Can I be dismissed during the probation period?

Yes. During the statutory six-month waiting period and any contractual probation, your employer can dismiss with just two weeks' notice and without giving a substantive reason.

Yes — and this is one of the biggest surprises for foreign employees used to stronger probationary protections elsewhere. During the first six months of employment, the substantive protection of the Kündigungsschutzgesetz does not yet apply (§ 1(1) KSchG). Your employer can issue an ordinary dismissal without giving any specific reason and without having to justify it before the labor court.

The two layers of “probation”

Two separate concepts overlap here:

  • The statutory waiting period (Wartezeit, § 1(1) KSchG). Six months. Until this is over, the KSchG’s social-justification requirement does not apply, regardless of what your contract says.
  • The contractual probation (Probezeit, § 622(3) BGB). An optional clause your contract may include. It allows both sides to dismiss with a shortened notice period of two weeks (without further specification of the termination date — unlike the normal 4-weeks-to-the-15th-or-end-of-month rule). The maximum length of a Probezeit is six months.

If your contract has no Probezeit, the normal four-week notice still applies during the first six months — but the substantive protection of the KSchG is still off.

Reasons your employer doesn’t have to give

During the waiting period the employer does not need a recognised reason. “It’s not working out” is enough. The employer doesn’t even have to tell you what they’re thinking. That said, even during the waiting period the dismissal must:

  • Be in writing on paper with a wet-ink signature (§ 623 BGB).
  • Comply with the applicable notice period.
  • Not be discriminatory under the AGG (no dismissal because of pregnancy, ethnicity, age, religion, sexual orientation, disability).
  • Respect special protection rules: pregnant employees, parental-leave employees, severely disabled employees, and works-council members remain protected from day one and require government consent.
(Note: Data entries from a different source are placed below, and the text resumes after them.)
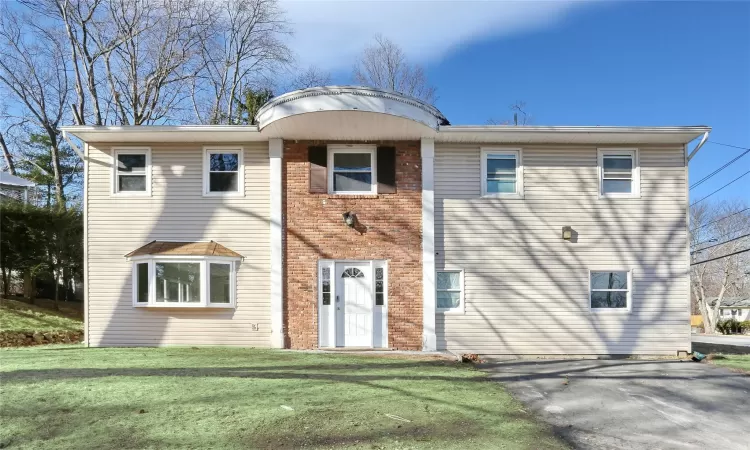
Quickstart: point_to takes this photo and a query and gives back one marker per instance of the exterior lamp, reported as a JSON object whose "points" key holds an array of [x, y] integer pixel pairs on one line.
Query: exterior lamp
{"points": [[349, 219]]}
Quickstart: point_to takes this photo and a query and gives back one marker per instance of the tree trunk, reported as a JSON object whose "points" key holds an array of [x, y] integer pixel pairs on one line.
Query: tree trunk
{"points": [[6, 276], [57, 173], [8, 156], [28, 286]]}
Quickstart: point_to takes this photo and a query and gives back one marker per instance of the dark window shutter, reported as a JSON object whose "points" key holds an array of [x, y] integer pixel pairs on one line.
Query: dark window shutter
{"points": [[318, 158], [386, 170]]}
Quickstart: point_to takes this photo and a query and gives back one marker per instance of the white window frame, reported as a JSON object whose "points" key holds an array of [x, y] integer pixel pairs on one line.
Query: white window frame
{"points": [[370, 149], [635, 181], [205, 289], [518, 154], [461, 308], [208, 150], [629, 298], [116, 168]]}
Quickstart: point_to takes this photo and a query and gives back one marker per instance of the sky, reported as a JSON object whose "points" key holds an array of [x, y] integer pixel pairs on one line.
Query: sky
{"points": [[573, 63]]}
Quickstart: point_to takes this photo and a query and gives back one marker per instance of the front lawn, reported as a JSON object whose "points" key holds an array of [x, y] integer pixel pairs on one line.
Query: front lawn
{"points": [[741, 362], [73, 397], [20, 316]]}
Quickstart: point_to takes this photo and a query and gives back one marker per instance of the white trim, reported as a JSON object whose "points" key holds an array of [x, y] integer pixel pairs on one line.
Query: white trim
{"points": [[429, 339], [86, 277], [629, 306], [327, 313], [276, 154], [461, 308], [207, 150], [518, 154], [205, 279], [687, 273], [382, 310], [343, 148], [115, 188], [636, 174]]}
Should you still file a claim?

Sometimes, yes. Even probation-period dismissals can be challenged where:

  • The dismissal is discriminatory (you can pursue both a Kündigungsschutzklage and an AGG damages claim).
  • You are protected by a special-protection category and the employer failed to obtain consent.
  • The form is defective (no wet-ink signature, wrong signatory).
  • You want to negotiate a higher severance and a better reference letter as part of an amicable exit.
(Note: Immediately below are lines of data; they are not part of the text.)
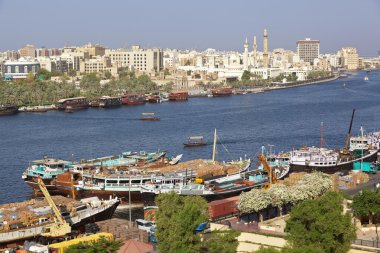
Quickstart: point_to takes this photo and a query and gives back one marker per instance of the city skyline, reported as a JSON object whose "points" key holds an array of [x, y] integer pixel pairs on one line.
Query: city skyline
{"points": [[197, 25]]}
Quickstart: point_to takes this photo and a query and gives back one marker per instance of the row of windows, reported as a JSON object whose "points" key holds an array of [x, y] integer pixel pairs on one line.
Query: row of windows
{"points": [[17, 69]]}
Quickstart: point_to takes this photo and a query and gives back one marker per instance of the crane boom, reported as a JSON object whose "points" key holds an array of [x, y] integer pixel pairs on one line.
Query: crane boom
{"points": [[48, 198], [60, 226]]}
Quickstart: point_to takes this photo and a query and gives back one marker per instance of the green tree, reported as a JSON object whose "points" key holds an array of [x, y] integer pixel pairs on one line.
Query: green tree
{"points": [[320, 223], [101, 246], [246, 77], [43, 74], [177, 219], [72, 72], [366, 204], [107, 75], [267, 250]]}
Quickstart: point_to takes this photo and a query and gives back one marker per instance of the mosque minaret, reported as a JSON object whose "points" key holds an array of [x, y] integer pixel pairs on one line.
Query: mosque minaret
{"points": [[245, 55]]}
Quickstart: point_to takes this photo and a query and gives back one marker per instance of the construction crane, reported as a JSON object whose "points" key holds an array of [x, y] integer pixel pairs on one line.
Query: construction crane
{"points": [[271, 174], [60, 227]]}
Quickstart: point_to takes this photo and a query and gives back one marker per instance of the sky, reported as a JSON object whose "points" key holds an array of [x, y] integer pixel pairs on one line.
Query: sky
{"points": [[191, 24]]}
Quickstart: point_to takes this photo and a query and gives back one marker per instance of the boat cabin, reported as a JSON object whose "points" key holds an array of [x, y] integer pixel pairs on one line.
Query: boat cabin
{"points": [[149, 116], [194, 141]]}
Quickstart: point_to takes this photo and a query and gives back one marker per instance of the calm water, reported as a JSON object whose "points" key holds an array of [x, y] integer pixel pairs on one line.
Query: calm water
{"points": [[284, 118]]}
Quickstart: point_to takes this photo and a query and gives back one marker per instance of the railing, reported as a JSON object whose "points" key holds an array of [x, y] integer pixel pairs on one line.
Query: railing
{"points": [[367, 243]]}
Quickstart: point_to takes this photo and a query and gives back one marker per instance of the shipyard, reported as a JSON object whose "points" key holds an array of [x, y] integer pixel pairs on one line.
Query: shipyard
{"points": [[189, 127]]}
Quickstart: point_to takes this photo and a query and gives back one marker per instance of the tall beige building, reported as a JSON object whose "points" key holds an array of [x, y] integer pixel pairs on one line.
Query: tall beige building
{"points": [[349, 58], [144, 60], [97, 64], [28, 51], [92, 50], [265, 50], [308, 50]]}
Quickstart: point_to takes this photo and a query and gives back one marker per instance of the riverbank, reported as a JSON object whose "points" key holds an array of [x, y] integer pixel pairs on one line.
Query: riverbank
{"points": [[302, 83]]}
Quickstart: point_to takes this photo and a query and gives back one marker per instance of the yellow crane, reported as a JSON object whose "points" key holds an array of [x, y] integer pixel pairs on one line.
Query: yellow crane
{"points": [[60, 226], [271, 174]]}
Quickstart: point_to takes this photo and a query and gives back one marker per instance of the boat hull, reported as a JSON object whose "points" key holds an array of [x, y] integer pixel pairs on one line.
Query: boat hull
{"points": [[148, 198], [20, 235], [344, 167], [195, 144]]}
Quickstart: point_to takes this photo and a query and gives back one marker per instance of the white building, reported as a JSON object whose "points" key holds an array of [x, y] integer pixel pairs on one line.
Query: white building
{"points": [[143, 60]]}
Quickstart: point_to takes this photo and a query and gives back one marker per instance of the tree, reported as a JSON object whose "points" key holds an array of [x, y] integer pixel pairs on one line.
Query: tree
{"points": [[101, 246], [320, 223], [222, 242], [246, 77], [267, 250], [107, 75], [43, 74], [366, 204], [72, 72], [177, 219]]}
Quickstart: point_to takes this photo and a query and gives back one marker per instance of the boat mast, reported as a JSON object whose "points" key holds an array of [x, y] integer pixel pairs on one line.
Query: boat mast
{"points": [[345, 150], [322, 134], [361, 164], [214, 147]]}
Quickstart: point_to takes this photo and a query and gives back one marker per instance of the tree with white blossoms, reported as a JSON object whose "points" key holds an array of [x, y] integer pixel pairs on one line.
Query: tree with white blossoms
{"points": [[310, 186], [253, 201]]}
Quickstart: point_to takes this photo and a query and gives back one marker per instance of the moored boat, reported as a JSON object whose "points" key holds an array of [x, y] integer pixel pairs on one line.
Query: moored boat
{"points": [[178, 96], [194, 141], [8, 110], [133, 99], [27, 220], [149, 116], [76, 103], [49, 169], [221, 92], [108, 102]]}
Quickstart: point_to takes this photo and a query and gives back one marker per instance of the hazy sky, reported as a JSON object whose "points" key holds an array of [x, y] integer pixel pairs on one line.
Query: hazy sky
{"points": [[197, 24]]}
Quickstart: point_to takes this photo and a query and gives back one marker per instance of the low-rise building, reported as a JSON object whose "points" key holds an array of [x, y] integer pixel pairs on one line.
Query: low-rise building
{"points": [[349, 58], [97, 64], [143, 60]]}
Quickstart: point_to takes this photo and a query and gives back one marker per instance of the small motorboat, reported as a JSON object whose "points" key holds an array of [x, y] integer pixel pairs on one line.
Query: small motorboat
{"points": [[175, 160], [194, 141], [69, 109]]}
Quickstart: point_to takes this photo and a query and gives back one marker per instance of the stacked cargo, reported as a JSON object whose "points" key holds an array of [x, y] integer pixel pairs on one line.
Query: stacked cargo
{"points": [[223, 208], [292, 179], [121, 229], [351, 181]]}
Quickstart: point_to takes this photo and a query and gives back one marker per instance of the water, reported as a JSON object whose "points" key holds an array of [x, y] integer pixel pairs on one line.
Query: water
{"points": [[287, 119]]}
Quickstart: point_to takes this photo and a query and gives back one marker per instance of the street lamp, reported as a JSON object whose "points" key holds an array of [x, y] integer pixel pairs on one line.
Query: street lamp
{"points": [[377, 235]]}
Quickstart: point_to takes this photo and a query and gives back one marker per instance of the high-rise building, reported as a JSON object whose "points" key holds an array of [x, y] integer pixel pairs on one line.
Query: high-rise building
{"points": [[308, 50], [245, 55], [254, 52], [92, 50], [144, 60], [265, 50], [28, 51], [349, 58]]}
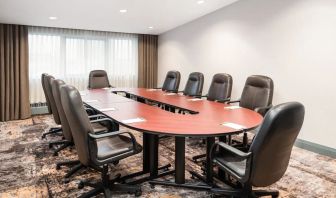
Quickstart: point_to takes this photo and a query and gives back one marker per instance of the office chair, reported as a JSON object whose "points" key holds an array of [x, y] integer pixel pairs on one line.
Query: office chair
{"points": [[257, 95], [194, 85], [267, 159], [97, 151], [172, 81], [98, 79], [52, 130], [219, 91], [97, 121]]}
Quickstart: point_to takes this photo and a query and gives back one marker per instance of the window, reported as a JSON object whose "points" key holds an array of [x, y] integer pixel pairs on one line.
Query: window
{"points": [[71, 54]]}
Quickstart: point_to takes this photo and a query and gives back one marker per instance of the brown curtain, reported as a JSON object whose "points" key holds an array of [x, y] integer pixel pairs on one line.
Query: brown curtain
{"points": [[14, 88], [148, 61]]}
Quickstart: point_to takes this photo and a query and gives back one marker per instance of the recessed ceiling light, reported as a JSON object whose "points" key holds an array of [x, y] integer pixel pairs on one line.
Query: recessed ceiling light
{"points": [[53, 18]]}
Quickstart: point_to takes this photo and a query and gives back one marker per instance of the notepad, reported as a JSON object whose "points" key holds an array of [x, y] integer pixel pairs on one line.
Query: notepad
{"points": [[195, 99], [90, 101], [169, 94], [232, 107], [153, 89], [233, 125], [133, 120], [108, 109]]}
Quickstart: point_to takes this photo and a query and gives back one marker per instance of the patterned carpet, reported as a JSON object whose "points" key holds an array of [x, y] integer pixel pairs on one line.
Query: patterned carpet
{"points": [[27, 167]]}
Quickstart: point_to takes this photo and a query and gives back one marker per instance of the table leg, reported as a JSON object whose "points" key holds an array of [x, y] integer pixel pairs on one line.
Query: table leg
{"points": [[180, 160]]}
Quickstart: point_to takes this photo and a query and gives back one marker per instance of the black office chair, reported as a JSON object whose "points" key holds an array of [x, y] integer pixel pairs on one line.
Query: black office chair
{"points": [[219, 91], [53, 130], [172, 81], [96, 120], [97, 150], [257, 95], [194, 85], [98, 79], [267, 159]]}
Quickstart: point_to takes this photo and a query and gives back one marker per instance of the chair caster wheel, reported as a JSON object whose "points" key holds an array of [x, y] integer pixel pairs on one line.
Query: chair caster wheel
{"points": [[138, 193], [80, 185], [115, 162], [66, 180]]}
The three-week deadline applies in probation too. Don’t let it run.

Probation-period dismissals that are challengeable

The “no protection” rule applies only to the substantive KSchG framework. Even during probation, the dismissal is void if any of the following apply:

  • Discrimination (AGG). Dismissals on grounds of ethnicity, religion, gender, age, disability, or sexual orientation are unlawful from day one. We have won several probation-period cases on this basis.
  • Pregnancy / parental leave. Special protection applies regardless of tenure.
  • Severe disability. Once the Schwerbehindertenausweis (severely disabled status) is acknowledged, dismissal requires consent of the Integrationsamt — even in probation, once the status has existed for at least six months.
  • Works-council membership. Special protection from day of nomination.
  • Form defects. No wet-ink signature, wrong signatory, notice period mis-stated.
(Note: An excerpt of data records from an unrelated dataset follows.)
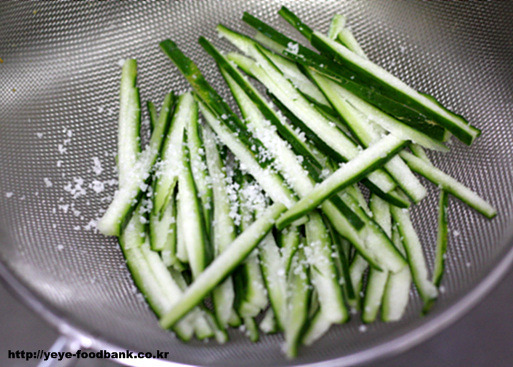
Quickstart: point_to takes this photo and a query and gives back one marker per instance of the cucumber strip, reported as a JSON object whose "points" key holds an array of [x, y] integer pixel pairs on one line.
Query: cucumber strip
{"points": [[377, 279], [291, 71], [269, 180], [275, 278], [323, 273], [199, 167], [419, 152], [441, 243], [290, 17], [289, 241], [251, 329], [181, 251], [366, 134], [339, 223], [132, 241], [356, 271], [351, 172], [319, 325], [387, 122], [162, 231], [319, 159], [449, 184], [152, 114], [283, 90], [211, 98], [122, 206], [170, 165], [268, 324], [129, 121], [342, 263], [204, 323], [346, 38], [227, 68], [223, 231], [378, 243], [251, 297], [397, 289], [173, 290], [298, 301], [193, 225], [154, 295], [168, 252], [418, 267], [223, 265], [338, 22], [281, 44], [285, 159], [397, 88]]}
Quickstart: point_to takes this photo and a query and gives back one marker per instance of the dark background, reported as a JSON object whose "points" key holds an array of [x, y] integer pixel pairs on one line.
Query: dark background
{"points": [[483, 337]]}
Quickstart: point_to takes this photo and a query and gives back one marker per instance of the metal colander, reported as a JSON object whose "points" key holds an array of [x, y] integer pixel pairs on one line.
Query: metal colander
{"points": [[59, 85]]}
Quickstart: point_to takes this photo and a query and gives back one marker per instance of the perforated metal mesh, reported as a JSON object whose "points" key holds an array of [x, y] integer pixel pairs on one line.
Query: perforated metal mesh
{"points": [[59, 85]]}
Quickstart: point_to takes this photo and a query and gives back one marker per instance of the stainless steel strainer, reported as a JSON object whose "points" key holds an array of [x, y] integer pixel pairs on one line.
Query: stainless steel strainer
{"points": [[59, 84]]}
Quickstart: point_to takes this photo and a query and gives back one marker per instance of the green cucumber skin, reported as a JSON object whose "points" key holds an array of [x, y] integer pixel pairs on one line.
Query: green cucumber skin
{"points": [[465, 133], [348, 79], [442, 238], [223, 265], [449, 184], [210, 97], [325, 190], [119, 212], [263, 106], [290, 17]]}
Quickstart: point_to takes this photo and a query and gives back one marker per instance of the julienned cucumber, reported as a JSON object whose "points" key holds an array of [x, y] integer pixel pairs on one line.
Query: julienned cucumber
{"points": [[122, 206], [270, 37], [214, 238], [397, 89], [373, 74], [351, 172], [449, 184], [223, 265]]}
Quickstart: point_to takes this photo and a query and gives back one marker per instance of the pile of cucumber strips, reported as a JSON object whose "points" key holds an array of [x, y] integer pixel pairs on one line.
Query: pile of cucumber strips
{"points": [[260, 222]]}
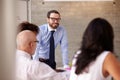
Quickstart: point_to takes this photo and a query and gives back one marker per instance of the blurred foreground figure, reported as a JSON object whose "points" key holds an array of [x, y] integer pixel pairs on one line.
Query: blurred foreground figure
{"points": [[95, 59]]}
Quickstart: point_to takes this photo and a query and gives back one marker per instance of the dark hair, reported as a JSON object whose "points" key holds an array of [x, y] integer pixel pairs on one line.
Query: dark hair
{"points": [[98, 37], [28, 26], [52, 11]]}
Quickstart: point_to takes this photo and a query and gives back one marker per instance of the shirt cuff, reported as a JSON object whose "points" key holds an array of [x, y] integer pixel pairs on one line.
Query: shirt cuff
{"points": [[66, 67]]}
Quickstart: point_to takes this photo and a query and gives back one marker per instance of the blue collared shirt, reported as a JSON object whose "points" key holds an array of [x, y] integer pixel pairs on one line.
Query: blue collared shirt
{"points": [[60, 37]]}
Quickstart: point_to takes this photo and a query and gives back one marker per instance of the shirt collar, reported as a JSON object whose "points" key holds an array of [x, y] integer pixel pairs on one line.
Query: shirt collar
{"points": [[23, 53], [51, 29]]}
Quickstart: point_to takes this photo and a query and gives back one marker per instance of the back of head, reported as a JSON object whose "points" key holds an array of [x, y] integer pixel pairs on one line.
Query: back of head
{"points": [[98, 35], [52, 11], [97, 38], [28, 26], [24, 38]]}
What probation-period severance typically looks like

Severance during probation is usually modest because the KSchG leverage is missing. Typical settlements are in the range of one to two gross monthly salaries plus a Grade 2 reference letter. The negotiation hook is usually the time and reputational cost the employer wants to avoid, not a strong substantive case. Even so, settling is often better than litigating because of how little of the KSchG framework is available to the employee in this phase.

Probation extensions

If the employer offers to extend the probation period beyond six months, look carefully. A genuine extension is generally not enforceable — the KSchG protection kicks in after six months regardless of what the contract says. But the employer may try to characterise the extension as “voluntary” to dismiss with the shorter probation notice period during what is in substance a post-probation phase. Get advice before agreeing.